CAN Telematics CFO Richard Clarke and CEO Brent Moore
CAN Telematics CFO Richard Clarke and CEO Brent Moore

Speaking at the Echelon Wealth Partners Digital Media and Technology Conference in Toronto on Wednesday, CAN Telematics CEO Brent Moore and chief financial officer Richard Clarke made the case for the future of their asset tracking platform in the quickly expanding Industrial Internet of Things marketplace.
Founded in 2007, CAN Telematics introduced their Trakopolis platform, a configurable, cloud-based asset asset tracking and management solution, in 2009, which now processes more than 1 million messages per day from over 14,000 connected people and assets.
“Imagine you’re a company, and you have remote and mobile assets like equipment, vehicles and people,” said CEO Brent Moore. “You want to keep track of that, you want to see where they are, you want to see how fast they’re going, you want to see if they’ve moved from one position to the next, and then you want to start layering on other elements of visibility and connectivity.”
A privately held company, CAN Telematics expects that projected growth in connectivity related to the Industrial Internet of Things market will lead to a mass adoption of specialized systems capable of harnessing and leveraging the flow of information.
The company aims to do with Trakopolis what Salesforce.com has done for CRM, not only concentrating on one particular vertical, but creating a solution for any company in any industry that needs to track assets.
Basically, they’re focusing on eight verticals: the Oil and Gas Industry, Construction, Insurance, Transport, Rental Equipment, Mining, Forestry, and the Service Industry.
Trakopolis is built for asset tracking, whether that be vehicle fleet management, shipping containers, or lone worker situations, with add-ons and up-sell applications, including compliance with Department of Transportation log book for hours of service standards, cycle time and fuel usage reports for the forestry industry, CanHaul shipment and backhaul load locators, fuel tax calculation reports compliant with the International Fuel Tax Agreement, or the integration of custom GIS mapping data.
Having grown organically since their founding, this past March, global control technologies company Honeywell announced the integration of Trakopolis into its wireless ConneXt LoneWorker gas monitoring solution for tracking the safety and location of workers in the oil and gas, construction, utilities and other hazardous industries working in  remote or sparsely populated areas.
“We’ve paired that gas detector with our intelligent device, that can be in a vehicle, and it creates a Wi-Fi cloud,” says Moore. “So now the worker is connected, and we also have locations.

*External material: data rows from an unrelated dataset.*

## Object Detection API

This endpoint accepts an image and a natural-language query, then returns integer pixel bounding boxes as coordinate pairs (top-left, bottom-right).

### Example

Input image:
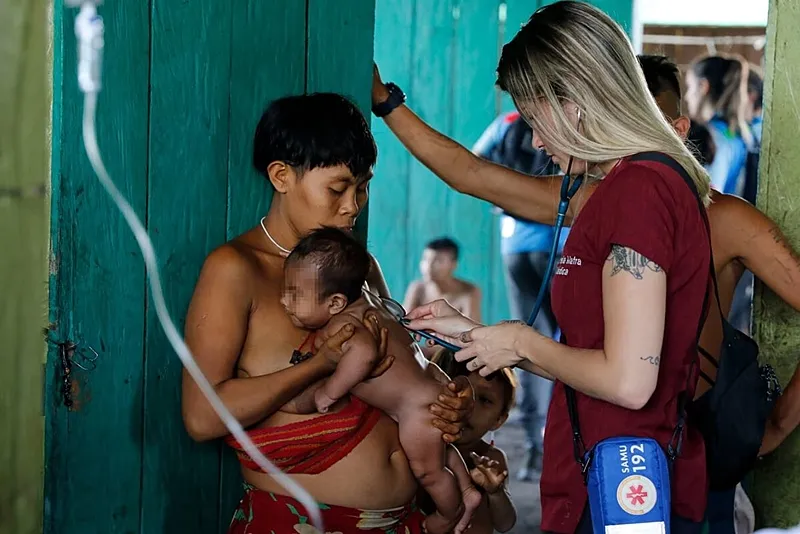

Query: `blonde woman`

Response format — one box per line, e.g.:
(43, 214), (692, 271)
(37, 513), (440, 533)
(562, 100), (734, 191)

(375, 2), (710, 533)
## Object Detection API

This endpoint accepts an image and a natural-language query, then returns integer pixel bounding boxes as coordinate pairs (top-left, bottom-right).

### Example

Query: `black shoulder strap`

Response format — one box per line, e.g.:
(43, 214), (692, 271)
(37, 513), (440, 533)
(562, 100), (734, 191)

(561, 152), (722, 473)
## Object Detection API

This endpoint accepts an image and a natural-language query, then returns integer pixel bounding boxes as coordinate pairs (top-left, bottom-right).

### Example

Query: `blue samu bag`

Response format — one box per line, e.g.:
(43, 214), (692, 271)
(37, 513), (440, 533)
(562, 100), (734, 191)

(528, 152), (714, 534)
(561, 153), (714, 534)
(565, 376), (685, 534)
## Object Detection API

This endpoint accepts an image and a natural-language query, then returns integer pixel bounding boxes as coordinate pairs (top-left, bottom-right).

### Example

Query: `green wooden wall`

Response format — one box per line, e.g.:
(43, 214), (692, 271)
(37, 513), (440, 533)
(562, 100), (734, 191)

(0, 0), (50, 534)
(369, 0), (633, 321)
(44, 0), (374, 534)
(748, 0), (800, 528)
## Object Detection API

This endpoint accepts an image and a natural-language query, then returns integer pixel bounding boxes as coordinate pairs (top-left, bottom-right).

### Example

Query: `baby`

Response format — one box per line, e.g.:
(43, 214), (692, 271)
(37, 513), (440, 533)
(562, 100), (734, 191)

(428, 348), (517, 534)
(281, 228), (482, 534)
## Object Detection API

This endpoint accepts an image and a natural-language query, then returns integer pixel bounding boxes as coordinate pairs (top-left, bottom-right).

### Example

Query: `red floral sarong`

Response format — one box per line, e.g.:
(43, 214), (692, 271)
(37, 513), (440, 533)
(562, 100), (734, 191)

(228, 484), (425, 534)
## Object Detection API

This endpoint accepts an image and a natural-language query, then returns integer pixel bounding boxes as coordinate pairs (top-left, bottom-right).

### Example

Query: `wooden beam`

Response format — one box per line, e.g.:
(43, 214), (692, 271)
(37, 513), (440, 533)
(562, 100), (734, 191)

(749, 0), (800, 528)
(0, 0), (51, 534)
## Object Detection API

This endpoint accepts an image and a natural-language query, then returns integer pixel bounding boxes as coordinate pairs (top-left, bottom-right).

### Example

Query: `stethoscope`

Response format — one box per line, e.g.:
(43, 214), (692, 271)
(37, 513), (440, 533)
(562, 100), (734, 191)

(528, 151), (583, 326)
(365, 290), (461, 352)
(365, 153), (583, 353)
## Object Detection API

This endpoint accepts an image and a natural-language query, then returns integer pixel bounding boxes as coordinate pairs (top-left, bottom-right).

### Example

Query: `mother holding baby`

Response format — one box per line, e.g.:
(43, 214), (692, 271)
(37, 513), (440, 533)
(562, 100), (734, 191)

(382, 1), (710, 534)
(182, 94), (472, 534)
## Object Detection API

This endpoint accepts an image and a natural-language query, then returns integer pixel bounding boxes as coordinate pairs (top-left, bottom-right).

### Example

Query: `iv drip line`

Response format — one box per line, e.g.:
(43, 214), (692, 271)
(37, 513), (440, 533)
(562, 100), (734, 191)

(67, 0), (325, 532)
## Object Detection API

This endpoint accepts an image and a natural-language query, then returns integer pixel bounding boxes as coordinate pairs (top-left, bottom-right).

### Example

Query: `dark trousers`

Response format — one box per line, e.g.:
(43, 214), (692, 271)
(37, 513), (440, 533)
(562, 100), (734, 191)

(503, 252), (557, 452)
(706, 488), (736, 534)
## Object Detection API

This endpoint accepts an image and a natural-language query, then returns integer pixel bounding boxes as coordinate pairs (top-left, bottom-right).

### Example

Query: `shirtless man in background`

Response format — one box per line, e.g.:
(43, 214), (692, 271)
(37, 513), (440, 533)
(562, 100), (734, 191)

(403, 237), (481, 322)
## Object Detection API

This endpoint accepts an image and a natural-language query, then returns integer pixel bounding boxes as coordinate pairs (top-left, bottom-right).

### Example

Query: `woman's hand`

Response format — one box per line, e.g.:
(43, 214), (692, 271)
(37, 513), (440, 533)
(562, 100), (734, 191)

(406, 299), (482, 347)
(372, 62), (389, 106)
(430, 376), (475, 443)
(469, 452), (508, 495)
(455, 322), (533, 376)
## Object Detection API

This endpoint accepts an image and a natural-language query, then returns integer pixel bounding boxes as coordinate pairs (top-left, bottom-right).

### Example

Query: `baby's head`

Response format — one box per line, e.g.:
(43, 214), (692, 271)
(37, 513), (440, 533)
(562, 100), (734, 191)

(431, 350), (517, 447)
(281, 227), (371, 329)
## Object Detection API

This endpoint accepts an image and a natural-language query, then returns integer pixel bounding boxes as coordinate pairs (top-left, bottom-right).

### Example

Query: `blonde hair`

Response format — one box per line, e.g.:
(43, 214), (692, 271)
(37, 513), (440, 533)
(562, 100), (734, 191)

(690, 55), (753, 145)
(497, 1), (710, 205)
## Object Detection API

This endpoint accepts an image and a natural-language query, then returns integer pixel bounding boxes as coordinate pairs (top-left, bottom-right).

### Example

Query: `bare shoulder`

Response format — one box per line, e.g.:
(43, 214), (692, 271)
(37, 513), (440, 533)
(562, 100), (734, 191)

(486, 445), (508, 469)
(203, 241), (258, 281)
(708, 192), (769, 231)
(458, 278), (481, 297)
(708, 193), (782, 257)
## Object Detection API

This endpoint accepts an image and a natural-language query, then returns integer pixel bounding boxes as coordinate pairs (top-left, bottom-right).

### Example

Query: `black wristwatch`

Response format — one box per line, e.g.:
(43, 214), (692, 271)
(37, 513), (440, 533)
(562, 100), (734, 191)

(372, 82), (406, 117)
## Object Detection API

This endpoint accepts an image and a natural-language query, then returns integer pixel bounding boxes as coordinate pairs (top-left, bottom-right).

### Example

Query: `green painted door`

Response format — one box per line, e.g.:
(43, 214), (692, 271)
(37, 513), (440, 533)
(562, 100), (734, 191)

(369, 0), (633, 322)
(44, 0), (374, 534)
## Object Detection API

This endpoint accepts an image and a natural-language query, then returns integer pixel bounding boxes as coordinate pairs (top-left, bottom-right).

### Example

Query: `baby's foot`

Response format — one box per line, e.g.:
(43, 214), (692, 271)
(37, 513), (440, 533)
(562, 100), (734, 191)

(453, 486), (483, 534)
(314, 388), (336, 413)
(422, 512), (453, 534)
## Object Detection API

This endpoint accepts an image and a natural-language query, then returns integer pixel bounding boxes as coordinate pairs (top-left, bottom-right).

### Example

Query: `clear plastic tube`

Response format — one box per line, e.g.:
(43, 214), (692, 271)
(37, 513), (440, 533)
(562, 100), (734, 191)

(75, 2), (325, 532)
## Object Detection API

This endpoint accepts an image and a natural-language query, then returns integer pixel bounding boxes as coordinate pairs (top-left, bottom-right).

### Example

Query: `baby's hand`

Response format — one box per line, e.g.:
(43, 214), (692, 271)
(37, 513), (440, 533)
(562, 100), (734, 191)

(469, 452), (508, 494)
(314, 387), (336, 413)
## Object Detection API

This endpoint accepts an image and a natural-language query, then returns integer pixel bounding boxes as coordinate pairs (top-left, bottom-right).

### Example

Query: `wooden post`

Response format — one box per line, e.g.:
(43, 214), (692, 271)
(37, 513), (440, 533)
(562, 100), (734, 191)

(0, 0), (51, 534)
(750, 0), (800, 528)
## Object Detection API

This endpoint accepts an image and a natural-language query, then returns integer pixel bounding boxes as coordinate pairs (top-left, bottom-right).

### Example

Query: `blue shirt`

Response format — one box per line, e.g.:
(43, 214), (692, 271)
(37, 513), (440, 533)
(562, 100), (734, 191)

(707, 117), (748, 196)
(472, 112), (569, 255)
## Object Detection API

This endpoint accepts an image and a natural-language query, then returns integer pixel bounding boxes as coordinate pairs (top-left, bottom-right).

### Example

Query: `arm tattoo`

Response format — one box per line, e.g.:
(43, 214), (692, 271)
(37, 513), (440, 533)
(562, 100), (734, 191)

(606, 245), (661, 280)
(769, 226), (800, 263)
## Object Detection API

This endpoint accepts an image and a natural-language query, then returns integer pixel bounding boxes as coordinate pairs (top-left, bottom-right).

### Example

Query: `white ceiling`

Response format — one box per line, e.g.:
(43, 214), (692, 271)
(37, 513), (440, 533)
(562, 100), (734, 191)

(634, 0), (769, 26)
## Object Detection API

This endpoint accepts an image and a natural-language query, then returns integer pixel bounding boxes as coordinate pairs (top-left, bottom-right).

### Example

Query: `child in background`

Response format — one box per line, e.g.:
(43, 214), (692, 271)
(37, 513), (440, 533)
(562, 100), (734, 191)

(403, 237), (481, 322)
(281, 228), (481, 534)
(420, 349), (517, 534)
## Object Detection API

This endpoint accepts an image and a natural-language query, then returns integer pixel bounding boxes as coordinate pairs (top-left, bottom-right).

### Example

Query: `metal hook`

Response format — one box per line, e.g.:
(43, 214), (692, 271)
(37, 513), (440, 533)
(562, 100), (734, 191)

(72, 345), (100, 371)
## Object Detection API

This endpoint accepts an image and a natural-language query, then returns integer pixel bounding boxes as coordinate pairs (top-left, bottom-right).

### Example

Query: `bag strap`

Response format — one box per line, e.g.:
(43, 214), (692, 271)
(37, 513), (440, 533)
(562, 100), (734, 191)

(561, 152), (724, 475)
(631, 152), (725, 461)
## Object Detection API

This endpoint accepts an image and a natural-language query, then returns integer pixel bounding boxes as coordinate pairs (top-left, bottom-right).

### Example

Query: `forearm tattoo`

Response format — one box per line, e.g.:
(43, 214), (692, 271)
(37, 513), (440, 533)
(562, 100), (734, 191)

(606, 245), (661, 280)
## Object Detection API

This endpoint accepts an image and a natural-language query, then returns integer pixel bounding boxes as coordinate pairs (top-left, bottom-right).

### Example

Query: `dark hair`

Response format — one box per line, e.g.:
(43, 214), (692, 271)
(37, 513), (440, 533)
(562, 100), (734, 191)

(425, 237), (458, 260)
(253, 93), (378, 185)
(636, 54), (681, 100)
(286, 227), (372, 304)
(692, 56), (749, 140)
(747, 65), (764, 109)
(431, 348), (517, 414)
(686, 121), (717, 165)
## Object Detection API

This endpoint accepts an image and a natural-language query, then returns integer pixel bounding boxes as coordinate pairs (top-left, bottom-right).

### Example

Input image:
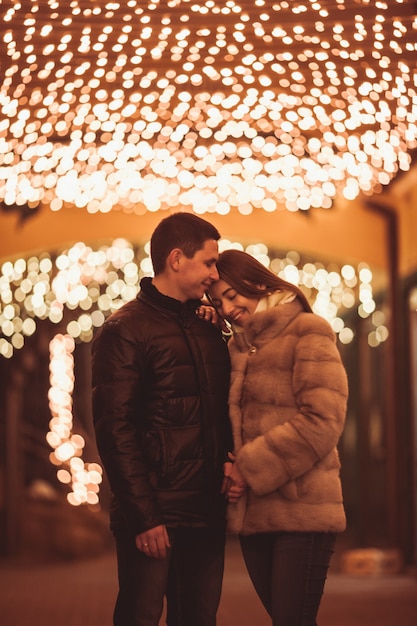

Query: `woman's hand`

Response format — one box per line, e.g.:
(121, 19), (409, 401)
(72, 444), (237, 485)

(222, 462), (248, 503)
(196, 304), (231, 335)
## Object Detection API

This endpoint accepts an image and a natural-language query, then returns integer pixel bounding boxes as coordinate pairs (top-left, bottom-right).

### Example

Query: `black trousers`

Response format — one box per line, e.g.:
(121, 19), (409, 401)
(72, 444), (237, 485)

(113, 528), (225, 626)
(240, 532), (336, 626)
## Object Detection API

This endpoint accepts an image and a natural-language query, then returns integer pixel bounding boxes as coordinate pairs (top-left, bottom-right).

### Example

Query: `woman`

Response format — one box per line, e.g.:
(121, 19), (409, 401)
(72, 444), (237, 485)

(209, 250), (348, 626)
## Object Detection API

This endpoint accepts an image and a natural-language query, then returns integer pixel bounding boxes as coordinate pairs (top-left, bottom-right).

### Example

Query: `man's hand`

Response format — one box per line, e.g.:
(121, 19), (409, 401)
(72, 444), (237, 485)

(135, 525), (170, 559)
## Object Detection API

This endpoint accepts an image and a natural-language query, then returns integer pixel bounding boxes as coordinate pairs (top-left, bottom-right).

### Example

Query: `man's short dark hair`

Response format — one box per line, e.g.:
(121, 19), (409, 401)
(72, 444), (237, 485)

(151, 213), (220, 276)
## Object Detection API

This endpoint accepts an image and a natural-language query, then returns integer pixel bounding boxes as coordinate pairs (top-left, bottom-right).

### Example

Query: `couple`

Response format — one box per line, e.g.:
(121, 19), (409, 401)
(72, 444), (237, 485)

(93, 213), (347, 626)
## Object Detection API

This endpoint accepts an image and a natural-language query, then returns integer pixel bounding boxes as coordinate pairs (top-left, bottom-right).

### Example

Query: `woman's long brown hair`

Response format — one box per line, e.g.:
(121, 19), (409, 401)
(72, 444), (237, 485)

(217, 250), (311, 313)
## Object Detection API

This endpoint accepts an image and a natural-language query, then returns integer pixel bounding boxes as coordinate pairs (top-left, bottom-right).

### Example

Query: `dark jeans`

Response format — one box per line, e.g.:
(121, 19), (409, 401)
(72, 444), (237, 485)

(240, 532), (336, 626)
(113, 528), (225, 626)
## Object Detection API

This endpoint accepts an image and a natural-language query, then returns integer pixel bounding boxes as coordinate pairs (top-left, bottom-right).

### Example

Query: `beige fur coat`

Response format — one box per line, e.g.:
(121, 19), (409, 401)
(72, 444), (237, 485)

(228, 299), (348, 534)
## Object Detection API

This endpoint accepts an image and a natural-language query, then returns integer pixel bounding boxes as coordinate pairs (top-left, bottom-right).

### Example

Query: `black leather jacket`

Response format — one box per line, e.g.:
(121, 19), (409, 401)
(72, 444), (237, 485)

(93, 278), (232, 534)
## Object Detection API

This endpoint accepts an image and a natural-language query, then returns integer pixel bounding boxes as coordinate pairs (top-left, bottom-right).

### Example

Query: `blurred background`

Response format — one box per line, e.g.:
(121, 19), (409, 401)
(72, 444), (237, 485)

(0, 0), (417, 573)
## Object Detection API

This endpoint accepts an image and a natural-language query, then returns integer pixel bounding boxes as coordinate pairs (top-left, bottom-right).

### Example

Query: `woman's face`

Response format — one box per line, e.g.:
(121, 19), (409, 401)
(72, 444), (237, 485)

(210, 279), (259, 326)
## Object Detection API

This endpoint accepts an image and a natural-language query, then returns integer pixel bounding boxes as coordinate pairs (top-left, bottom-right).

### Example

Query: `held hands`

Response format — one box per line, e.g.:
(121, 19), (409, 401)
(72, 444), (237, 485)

(222, 462), (248, 504)
(135, 525), (170, 559)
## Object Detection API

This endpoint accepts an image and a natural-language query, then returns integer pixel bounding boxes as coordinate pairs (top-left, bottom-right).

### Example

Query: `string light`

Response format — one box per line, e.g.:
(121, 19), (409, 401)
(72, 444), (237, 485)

(46, 334), (103, 506)
(0, 239), (388, 358)
(0, 0), (417, 215)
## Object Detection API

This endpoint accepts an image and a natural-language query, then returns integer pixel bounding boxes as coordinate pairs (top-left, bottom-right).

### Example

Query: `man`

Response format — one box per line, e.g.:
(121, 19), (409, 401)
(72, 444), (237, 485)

(93, 213), (231, 626)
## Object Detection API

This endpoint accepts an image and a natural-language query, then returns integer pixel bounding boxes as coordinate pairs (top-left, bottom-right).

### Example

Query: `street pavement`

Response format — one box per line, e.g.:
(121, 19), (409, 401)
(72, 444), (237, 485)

(0, 539), (417, 626)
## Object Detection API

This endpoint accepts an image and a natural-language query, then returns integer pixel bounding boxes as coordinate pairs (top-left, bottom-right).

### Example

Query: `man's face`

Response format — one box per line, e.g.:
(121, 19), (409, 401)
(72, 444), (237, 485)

(177, 239), (219, 302)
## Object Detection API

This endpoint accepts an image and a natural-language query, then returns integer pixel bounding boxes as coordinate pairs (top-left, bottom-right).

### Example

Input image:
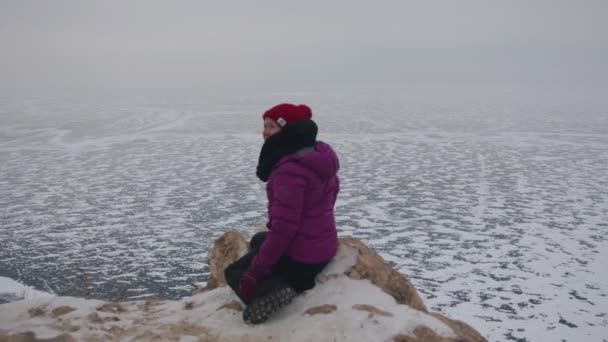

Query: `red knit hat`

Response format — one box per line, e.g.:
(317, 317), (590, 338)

(262, 103), (312, 127)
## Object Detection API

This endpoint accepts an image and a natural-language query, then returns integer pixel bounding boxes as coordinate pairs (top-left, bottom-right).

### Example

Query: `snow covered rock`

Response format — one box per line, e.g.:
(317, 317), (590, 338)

(0, 232), (485, 342)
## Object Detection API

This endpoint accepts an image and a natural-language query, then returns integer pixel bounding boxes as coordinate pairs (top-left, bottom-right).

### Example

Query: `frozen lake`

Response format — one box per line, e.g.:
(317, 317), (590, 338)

(0, 87), (608, 341)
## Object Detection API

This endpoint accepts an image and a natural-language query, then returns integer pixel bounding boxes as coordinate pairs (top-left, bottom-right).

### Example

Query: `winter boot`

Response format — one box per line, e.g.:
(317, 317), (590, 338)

(243, 287), (296, 324)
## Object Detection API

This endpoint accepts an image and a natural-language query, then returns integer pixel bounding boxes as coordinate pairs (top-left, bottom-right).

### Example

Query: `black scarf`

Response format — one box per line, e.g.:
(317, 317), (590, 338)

(256, 119), (318, 182)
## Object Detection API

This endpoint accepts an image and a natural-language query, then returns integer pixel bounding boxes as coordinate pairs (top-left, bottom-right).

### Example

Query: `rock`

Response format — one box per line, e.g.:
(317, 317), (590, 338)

(353, 304), (394, 317)
(304, 304), (338, 315)
(51, 305), (76, 317)
(97, 302), (127, 313)
(205, 232), (249, 291)
(217, 300), (243, 311)
(340, 237), (427, 312)
(0, 232), (486, 342)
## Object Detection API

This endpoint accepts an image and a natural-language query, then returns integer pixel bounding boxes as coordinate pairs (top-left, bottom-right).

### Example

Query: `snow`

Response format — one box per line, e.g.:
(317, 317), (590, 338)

(0, 86), (608, 341)
(0, 277), (54, 303)
(0, 247), (455, 341)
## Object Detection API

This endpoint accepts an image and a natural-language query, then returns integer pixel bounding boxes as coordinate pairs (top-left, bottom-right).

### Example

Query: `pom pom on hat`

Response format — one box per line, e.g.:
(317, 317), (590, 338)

(262, 103), (312, 127)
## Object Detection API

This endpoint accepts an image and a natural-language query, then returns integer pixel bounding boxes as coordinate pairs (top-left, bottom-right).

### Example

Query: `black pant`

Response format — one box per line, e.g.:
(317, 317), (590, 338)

(224, 232), (329, 304)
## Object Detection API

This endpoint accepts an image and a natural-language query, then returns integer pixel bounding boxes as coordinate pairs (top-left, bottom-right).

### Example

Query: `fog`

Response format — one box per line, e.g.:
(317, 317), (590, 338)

(0, 0), (608, 90)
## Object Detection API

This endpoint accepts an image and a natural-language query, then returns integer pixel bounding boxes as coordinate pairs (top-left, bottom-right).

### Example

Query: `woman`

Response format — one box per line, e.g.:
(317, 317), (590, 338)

(225, 103), (340, 324)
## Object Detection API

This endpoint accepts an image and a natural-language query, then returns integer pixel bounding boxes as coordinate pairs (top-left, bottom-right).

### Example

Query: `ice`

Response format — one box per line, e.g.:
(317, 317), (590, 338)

(0, 88), (608, 341)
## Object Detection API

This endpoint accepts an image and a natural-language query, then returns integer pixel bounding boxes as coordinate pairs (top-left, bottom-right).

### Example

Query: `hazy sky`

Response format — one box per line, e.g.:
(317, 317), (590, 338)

(0, 0), (608, 88)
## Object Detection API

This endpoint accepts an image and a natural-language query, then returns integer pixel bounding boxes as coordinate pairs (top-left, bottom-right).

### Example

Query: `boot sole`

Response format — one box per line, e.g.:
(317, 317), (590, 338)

(243, 287), (296, 324)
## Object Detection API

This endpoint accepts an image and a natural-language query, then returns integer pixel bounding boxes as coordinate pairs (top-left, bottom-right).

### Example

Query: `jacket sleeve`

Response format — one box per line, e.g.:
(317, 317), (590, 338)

This very well-established product is made new again by marrying it with our technology, so that you get 1+1=3.”
Access to Honeywell, which it turns out is the largest manufacturer of industrial gas detectors in the world, exposes CAN Telematics to a much larger customer base than they previously had.
The partnership with Honeywell is so recent that CAN Telematics doesn’t have any figures yet relating to how big it might get, but in their early research they identified 150,000 potential units where people would be using gas detectors when they’re alone, or in a “lone worker” situation.
Honeywell has already paired CAN Telematics with 31 of their distributors that they believe are best suited to the company’s solutions.
“Those 31 distribution partners have about 200 locations, and probably 300 sales reps across North America,” says Moore. “And because everybody’s quite excited about this revolution with the gas detector business, while our specific negotiations with Honeywell are for North America, we’re hoping to take it global.”
Revenue-wise, the end user who buys Honeywell’s gas detection hardware integrated with CAN Telematics software also activates a subscription directly with CAN Telematics, from which CFO Richard Clarke estimates the company will generate a 15% gross margin.
“The real crucial part to that is that we’ve got access to that Honeywell channel,” he says. “So we can sell those customers our other products, such as asset tracking, fleet tracking, even our insurance offering. So we’ve got pure access to that customer, a direct relationship, and still very strong gross margins.”
Outside of the Honeywell partnership, CAN Telematics’ channel partners include Driving Force, Bell, Telus and InsureMy.
“Our go-to market strategy, we sell directly,” says Moore. “We sell through Bell Mobility, coast to coast. So we’re doing four-legged sales calls there, as a natural extension of their product.”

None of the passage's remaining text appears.